Aviva does have the opportunity for it to sell its operations for considerably more than the enterprise value of the business. But this would call for Aviva to break itself up which would only put upwards pressure on the share price, said Oriel.

Analysts at Oriel pointed out that Aviva has been restructuring its non-life businesses in a difficult market, by shedding unprofitable lines. As a result, earnings have and should continue to rebound and even more so with a recovery in pricing. Therefore Oriel’s analysts claim “selling now would be like selling at the bottom.”

In addition, the combination of the life and non-life businesses operating as one brand with cross-selling opportunities means Aviva can run them with substantially less capital than the two businesses would do on a stand-alone basis, which is likely to be further reinforced under the Solvency II proposals.

Under Solvency II the composite model should require less capital through greater diversification, said Oriel.

Marcus Barnard, analyst at Oriel, told Reactions that Aviva does not need to sell. The only reason to do so would be to buy back shares. But he adds: “Until Solvency II rules are finalised, why take the risk – there is already lots of excess capital on the balance sheet.”

Therefore, he does not think this deal will happen.

Ferneyhough at Execution Noble agrees that Aviva is in pretty good shape and the company is just starting to experience the benefits of its decision to redomicile its European business to Dublin and various cost cutting and restructuring programmes.

“I think there are a lot of good things going on at Aviva which needed to go on because it has been under performing for some time,” she says. “They have proven that they have done a big strategic review, they have decided on a direction, and there is no reason to derail by getting involved in another change in strategy.”

The analysts that Reactions spoke to were in agreement with the fact that Aviva will be a stronger entity for keeping both its life and non-life earnings, especially as insurance markets start to improve. The GI business is highly cash generative for Aviva, although Aviva recognised in a statement that its present business performance does not reflect its full earnings potential. For example, Aviva's general insurance businesses in aggregate made operating profits of £1.0bn in 2009 compared to £1.7bn in 2006.

Although RSA sees strategic benefits from the deal, analysts are dubious that it would reap the benefits. Oriel’s analysts note that RSA would need to raise more than its market capitalisation (£4.4bn) to complete this transaction. It is also at slightly at odds with RSA's stated strategy of making small bolt-on acquisitions to generate growth.

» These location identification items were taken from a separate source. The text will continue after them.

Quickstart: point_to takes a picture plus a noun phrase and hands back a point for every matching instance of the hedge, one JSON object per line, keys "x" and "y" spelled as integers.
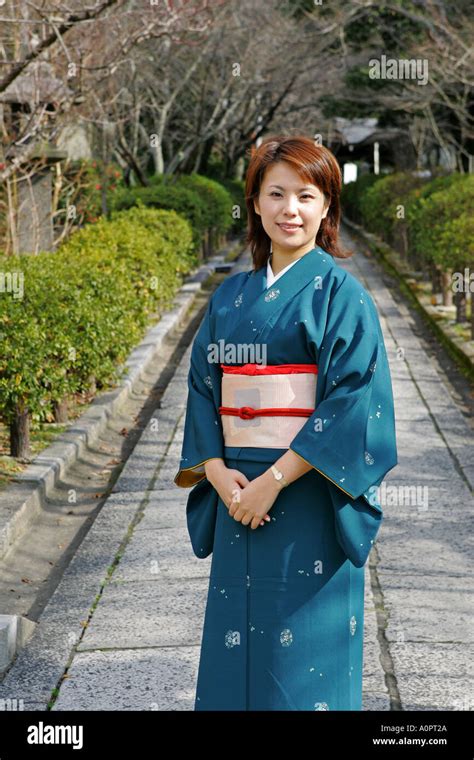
{"x": 85, "y": 306}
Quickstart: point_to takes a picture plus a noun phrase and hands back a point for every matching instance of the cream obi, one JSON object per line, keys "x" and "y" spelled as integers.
{"x": 266, "y": 405}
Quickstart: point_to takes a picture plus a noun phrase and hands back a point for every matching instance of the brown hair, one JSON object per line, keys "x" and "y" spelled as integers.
{"x": 315, "y": 164}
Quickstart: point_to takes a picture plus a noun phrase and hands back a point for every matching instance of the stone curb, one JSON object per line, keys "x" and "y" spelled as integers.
{"x": 25, "y": 497}
{"x": 462, "y": 352}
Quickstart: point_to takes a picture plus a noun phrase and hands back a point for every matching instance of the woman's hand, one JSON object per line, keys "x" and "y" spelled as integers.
{"x": 251, "y": 503}
{"x": 230, "y": 484}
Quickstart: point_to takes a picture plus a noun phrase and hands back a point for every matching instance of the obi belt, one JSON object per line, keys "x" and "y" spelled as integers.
{"x": 266, "y": 405}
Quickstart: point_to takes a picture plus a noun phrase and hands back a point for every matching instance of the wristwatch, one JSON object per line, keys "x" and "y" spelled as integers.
{"x": 279, "y": 477}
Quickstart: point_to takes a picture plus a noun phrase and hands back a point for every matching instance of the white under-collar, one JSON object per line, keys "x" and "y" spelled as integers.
{"x": 272, "y": 277}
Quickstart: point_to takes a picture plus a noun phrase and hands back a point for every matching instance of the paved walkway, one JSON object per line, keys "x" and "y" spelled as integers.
{"x": 124, "y": 625}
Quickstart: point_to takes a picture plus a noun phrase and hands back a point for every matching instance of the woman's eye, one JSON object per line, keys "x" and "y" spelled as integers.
{"x": 305, "y": 195}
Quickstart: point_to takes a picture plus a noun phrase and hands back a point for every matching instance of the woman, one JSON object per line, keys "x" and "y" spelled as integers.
{"x": 290, "y": 427}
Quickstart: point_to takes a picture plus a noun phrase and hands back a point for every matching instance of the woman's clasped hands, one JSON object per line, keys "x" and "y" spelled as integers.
{"x": 248, "y": 501}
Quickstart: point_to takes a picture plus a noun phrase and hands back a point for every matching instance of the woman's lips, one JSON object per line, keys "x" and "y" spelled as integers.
{"x": 290, "y": 227}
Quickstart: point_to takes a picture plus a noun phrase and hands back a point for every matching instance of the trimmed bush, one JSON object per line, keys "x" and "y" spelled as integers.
{"x": 85, "y": 307}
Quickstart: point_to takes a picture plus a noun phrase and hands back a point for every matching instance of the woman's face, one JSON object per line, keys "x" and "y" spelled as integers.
{"x": 287, "y": 199}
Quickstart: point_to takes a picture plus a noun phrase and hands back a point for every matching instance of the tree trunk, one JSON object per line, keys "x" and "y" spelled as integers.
{"x": 472, "y": 315}
{"x": 436, "y": 284}
{"x": 461, "y": 304}
{"x": 447, "y": 288}
{"x": 20, "y": 433}
{"x": 60, "y": 409}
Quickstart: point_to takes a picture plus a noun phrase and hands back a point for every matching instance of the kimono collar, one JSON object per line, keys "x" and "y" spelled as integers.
{"x": 256, "y": 305}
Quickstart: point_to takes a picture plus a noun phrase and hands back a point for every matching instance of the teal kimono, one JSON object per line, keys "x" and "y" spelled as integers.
{"x": 283, "y": 627}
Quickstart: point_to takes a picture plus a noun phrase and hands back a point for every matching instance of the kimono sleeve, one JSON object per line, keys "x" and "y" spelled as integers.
{"x": 203, "y": 436}
{"x": 350, "y": 437}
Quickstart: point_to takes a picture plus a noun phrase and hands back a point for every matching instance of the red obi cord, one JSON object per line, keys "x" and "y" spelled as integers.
{"x": 269, "y": 369}
{"x": 248, "y": 412}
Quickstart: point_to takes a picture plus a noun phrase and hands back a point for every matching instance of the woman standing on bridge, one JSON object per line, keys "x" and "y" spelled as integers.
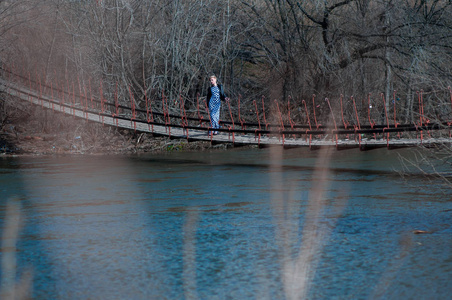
{"x": 214, "y": 96}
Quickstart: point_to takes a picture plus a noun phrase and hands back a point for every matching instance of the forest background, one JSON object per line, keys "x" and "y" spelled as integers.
{"x": 380, "y": 52}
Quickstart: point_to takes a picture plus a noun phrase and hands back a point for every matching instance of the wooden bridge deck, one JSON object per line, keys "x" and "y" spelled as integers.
{"x": 224, "y": 136}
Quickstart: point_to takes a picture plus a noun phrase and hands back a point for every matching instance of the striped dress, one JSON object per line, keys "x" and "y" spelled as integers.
{"x": 214, "y": 107}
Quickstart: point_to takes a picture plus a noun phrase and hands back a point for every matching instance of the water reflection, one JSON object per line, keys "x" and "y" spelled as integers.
{"x": 238, "y": 224}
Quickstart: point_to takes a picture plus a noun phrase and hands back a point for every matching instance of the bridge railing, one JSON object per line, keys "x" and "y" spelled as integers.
{"x": 329, "y": 122}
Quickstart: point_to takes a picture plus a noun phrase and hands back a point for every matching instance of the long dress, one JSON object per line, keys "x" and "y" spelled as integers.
{"x": 214, "y": 107}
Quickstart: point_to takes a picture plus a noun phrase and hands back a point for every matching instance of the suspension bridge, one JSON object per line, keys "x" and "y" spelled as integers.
{"x": 363, "y": 133}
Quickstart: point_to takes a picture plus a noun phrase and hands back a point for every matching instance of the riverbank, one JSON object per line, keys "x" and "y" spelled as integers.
{"x": 34, "y": 131}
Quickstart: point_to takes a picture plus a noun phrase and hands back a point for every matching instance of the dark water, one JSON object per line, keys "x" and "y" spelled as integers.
{"x": 249, "y": 224}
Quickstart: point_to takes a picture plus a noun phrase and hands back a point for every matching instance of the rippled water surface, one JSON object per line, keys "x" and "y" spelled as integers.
{"x": 241, "y": 224}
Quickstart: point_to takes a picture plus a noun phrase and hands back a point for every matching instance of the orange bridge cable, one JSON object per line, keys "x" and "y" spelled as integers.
{"x": 371, "y": 122}
{"x": 257, "y": 114}
{"x": 357, "y": 120}
{"x": 419, "y": 95}
{"x": 395, "y": 112}
{"x": 386, "y": 114}
{"x": 309, "y": 121}
{"x": 240, "y": 117}
{"x": 263, "y": 113}
{"x": 313, "y": 107}
{"x": 281, "y": 121}
{"x": 233, "y": 125}
{"x": 334, "y": 120}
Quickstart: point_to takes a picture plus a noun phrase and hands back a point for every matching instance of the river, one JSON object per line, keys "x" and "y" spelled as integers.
{"x": 239, "y": 224}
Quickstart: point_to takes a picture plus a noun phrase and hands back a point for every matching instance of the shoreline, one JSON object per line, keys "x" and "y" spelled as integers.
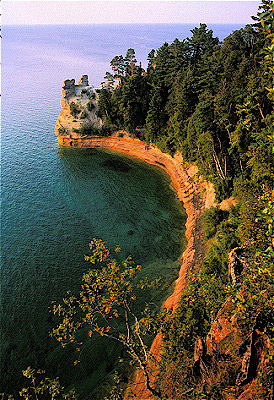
{"x": 196, "y": 195}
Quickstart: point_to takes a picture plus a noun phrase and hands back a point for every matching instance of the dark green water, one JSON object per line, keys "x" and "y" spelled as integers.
{"x": 54, "y": 201}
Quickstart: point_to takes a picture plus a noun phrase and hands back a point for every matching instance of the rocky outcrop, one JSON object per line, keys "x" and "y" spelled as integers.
{"x": 196, "y": 195}
{"x": 79, "y": 107}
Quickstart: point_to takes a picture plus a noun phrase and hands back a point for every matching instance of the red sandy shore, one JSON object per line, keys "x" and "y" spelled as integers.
{"x": 194, "y": 192}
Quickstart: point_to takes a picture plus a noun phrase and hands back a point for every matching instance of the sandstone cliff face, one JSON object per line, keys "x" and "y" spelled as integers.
{"x": 228, "y": 352}
{"x": 79, "y": 106}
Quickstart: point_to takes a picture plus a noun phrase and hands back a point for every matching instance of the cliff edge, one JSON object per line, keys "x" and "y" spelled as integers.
{"x": 79, "y": 107}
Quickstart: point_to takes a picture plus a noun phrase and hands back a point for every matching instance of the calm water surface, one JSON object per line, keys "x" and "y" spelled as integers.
{"x": 55, "y": 200}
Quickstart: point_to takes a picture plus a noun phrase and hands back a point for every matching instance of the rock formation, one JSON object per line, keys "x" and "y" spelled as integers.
{"x": 79, "y": 107}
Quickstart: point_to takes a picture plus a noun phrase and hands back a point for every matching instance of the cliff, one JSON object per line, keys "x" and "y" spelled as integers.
{"x": 79, "y": 106}
{"x": 228, "y": 352}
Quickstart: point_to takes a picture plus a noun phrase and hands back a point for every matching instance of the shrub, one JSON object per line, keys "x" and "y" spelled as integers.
{"x": 211, "y": 219}
{"x": 84, "y": 114}
{"x": 90, "y": 105}
{"x": 74, "y": 109}
{"x": 62, "y": 131}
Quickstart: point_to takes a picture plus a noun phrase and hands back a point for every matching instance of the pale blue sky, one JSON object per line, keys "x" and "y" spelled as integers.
{"x": 134, "y": 11}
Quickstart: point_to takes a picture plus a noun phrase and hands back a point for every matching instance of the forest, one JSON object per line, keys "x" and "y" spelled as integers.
{"x": 212, "y": 101}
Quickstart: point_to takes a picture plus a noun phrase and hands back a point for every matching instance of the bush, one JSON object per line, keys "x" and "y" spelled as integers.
{"x": 84, "y": 114}
{"x": 62, "y": 131}
{"x": 90, "y": 105}
{"x": 74, "y": 109}
{"x": 211, "y": 219}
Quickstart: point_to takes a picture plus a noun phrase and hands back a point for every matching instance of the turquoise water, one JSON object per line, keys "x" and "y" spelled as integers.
{"x": 54, "y": 200}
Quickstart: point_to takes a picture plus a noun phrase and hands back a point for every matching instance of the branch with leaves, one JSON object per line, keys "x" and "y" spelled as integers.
{"x": 105, "y": 305}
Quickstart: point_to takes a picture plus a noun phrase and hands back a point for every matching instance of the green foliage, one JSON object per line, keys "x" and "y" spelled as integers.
{"x": 84, "y": 114}
{"x": 211, "y": 219}
{"x": 42, "y": 388}
{"x": 62, "y": 131}
{"x": 105, "y": 306}
{"x": 74, "y": 109}
{"x": 90, "y": 105}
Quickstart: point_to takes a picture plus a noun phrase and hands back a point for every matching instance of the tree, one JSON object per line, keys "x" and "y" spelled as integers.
{"x": 41, "y": 387}
{"x": 105, "y": 306}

“This offer was a bold move by RSA and we are not surprised by Aviva's rejection given current cyclically low GI earnings, valuations, and the benefits (expenses & capital) from its composite model,” said Oriel. “RSA's management has significantly improved its operational performance and market perception in recent years and the timing of the offer could be seen as shrewd given current low valuations. However, we fear there is now a degree of uncertainty as to whether RSA intends to pursue a strategy of small bolt on acquisitions or whether it will look for transformational deals and the risk of this could weigh on the shares.”

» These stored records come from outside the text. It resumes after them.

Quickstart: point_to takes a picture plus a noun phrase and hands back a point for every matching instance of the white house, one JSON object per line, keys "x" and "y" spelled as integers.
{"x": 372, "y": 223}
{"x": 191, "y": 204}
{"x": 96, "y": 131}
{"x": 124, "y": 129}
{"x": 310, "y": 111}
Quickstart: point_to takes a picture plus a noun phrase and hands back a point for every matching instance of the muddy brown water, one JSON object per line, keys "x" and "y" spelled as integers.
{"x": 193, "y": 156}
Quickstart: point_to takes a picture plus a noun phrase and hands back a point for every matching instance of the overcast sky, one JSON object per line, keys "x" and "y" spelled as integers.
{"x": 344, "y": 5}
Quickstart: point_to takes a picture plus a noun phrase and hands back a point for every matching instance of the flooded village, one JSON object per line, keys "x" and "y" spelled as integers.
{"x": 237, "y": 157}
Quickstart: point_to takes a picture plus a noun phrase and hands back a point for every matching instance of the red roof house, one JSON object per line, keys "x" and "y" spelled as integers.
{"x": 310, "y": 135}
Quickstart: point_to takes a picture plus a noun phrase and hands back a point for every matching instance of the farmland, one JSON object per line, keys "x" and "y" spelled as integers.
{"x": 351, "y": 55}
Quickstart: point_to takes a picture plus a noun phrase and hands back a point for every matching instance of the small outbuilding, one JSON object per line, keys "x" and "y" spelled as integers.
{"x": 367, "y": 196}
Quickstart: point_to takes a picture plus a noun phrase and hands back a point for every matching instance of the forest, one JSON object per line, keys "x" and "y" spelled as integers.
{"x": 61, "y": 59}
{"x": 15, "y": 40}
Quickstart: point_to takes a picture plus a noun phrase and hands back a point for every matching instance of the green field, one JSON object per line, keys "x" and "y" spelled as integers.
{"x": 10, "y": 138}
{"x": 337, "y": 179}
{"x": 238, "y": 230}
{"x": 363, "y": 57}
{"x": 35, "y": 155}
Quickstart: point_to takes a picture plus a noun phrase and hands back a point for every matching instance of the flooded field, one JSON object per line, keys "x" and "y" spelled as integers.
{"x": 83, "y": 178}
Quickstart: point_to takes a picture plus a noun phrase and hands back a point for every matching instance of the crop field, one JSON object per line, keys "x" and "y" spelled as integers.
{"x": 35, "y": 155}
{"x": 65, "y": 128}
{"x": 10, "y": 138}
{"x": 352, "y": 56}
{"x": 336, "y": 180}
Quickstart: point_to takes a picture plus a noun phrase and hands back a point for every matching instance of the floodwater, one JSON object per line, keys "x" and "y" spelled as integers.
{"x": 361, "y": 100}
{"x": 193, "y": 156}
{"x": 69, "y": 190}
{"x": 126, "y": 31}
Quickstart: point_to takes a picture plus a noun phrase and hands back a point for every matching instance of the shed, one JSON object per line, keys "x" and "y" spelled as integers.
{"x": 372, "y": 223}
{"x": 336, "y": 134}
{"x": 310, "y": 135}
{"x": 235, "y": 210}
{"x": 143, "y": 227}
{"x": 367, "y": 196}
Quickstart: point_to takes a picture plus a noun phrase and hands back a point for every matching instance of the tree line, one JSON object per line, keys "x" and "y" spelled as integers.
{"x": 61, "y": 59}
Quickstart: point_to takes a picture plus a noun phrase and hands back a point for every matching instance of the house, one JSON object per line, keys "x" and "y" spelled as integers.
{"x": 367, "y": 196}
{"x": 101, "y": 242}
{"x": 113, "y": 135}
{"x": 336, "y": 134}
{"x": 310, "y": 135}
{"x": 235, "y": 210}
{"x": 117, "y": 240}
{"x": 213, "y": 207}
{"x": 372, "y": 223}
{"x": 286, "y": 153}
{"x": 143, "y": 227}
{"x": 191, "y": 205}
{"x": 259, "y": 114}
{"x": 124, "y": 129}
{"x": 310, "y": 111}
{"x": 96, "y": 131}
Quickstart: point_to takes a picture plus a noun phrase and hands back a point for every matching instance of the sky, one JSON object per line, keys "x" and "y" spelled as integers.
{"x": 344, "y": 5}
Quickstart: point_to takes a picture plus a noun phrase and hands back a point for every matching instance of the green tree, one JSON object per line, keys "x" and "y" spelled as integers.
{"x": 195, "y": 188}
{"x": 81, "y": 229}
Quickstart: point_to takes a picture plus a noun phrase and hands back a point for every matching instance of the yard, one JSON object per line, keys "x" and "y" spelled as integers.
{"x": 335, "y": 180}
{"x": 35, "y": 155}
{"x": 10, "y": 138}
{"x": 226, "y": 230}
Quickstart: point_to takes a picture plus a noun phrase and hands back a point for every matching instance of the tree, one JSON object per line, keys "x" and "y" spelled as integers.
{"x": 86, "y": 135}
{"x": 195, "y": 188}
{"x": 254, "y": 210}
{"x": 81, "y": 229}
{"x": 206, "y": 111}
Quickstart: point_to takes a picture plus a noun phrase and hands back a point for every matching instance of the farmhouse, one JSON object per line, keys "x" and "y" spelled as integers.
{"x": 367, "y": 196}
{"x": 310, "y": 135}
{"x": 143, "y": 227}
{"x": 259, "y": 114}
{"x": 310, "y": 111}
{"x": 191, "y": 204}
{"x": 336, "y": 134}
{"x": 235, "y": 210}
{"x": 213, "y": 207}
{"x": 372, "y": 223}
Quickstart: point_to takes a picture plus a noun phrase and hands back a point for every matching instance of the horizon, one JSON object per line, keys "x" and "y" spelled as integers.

Ferneyhough does not see this as the start of a similar trend of deals in the UK market. She says it was a fairly “left field” deal.

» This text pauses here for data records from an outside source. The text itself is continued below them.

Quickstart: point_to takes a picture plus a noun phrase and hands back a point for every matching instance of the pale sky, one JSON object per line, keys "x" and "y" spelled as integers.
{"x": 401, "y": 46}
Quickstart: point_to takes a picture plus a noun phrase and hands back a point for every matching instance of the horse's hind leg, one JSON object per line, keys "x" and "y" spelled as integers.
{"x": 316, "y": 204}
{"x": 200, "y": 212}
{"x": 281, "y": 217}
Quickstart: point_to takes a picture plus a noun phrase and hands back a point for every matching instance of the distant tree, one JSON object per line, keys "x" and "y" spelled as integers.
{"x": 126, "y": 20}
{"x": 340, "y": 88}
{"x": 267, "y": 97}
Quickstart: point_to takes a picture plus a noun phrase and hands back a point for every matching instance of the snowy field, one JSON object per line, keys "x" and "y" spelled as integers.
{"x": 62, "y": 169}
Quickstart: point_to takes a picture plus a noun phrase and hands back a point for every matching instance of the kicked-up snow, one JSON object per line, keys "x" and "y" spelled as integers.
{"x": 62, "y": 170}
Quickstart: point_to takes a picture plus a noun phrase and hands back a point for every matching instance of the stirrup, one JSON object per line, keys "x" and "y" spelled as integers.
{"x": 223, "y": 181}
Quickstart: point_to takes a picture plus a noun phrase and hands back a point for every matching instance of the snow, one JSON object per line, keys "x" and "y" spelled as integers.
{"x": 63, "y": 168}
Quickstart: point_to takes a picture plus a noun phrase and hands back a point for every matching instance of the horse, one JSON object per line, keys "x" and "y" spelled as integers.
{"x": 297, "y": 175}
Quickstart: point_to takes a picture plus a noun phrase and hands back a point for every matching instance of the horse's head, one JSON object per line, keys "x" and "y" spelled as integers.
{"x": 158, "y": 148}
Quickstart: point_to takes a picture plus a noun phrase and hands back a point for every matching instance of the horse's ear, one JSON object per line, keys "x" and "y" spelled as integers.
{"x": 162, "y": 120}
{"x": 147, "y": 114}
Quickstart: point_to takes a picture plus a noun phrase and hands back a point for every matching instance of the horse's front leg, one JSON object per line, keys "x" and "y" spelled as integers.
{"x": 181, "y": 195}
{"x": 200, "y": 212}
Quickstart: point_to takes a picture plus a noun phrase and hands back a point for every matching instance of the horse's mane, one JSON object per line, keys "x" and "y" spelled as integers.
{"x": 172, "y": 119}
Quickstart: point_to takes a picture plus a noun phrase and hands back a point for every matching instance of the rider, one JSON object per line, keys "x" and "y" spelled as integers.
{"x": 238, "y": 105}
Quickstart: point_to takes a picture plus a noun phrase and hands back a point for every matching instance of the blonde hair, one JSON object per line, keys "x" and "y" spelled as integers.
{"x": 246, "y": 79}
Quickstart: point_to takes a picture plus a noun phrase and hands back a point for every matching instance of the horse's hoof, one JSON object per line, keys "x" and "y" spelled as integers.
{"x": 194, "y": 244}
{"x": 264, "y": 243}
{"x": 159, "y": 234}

“There are not a lot of companies out there who are willing to allocate cash to deals so therefore it becomes very difficult to make things accretive,” she says. “All the larger European companies have stated that they are unlikely to do any deals unless it was for equity which makes it slightly more difficult.”

She adds: “We haven’t seen a flurry of deals or expect there to be one in the near term. Certainly in the UK it is a relatively mature market in both p/c and life so it would have to be a very specific situation such as the AXA UK [sale of its life business to Resolution, the life insurance investment vehicle] to really see anything more happening.”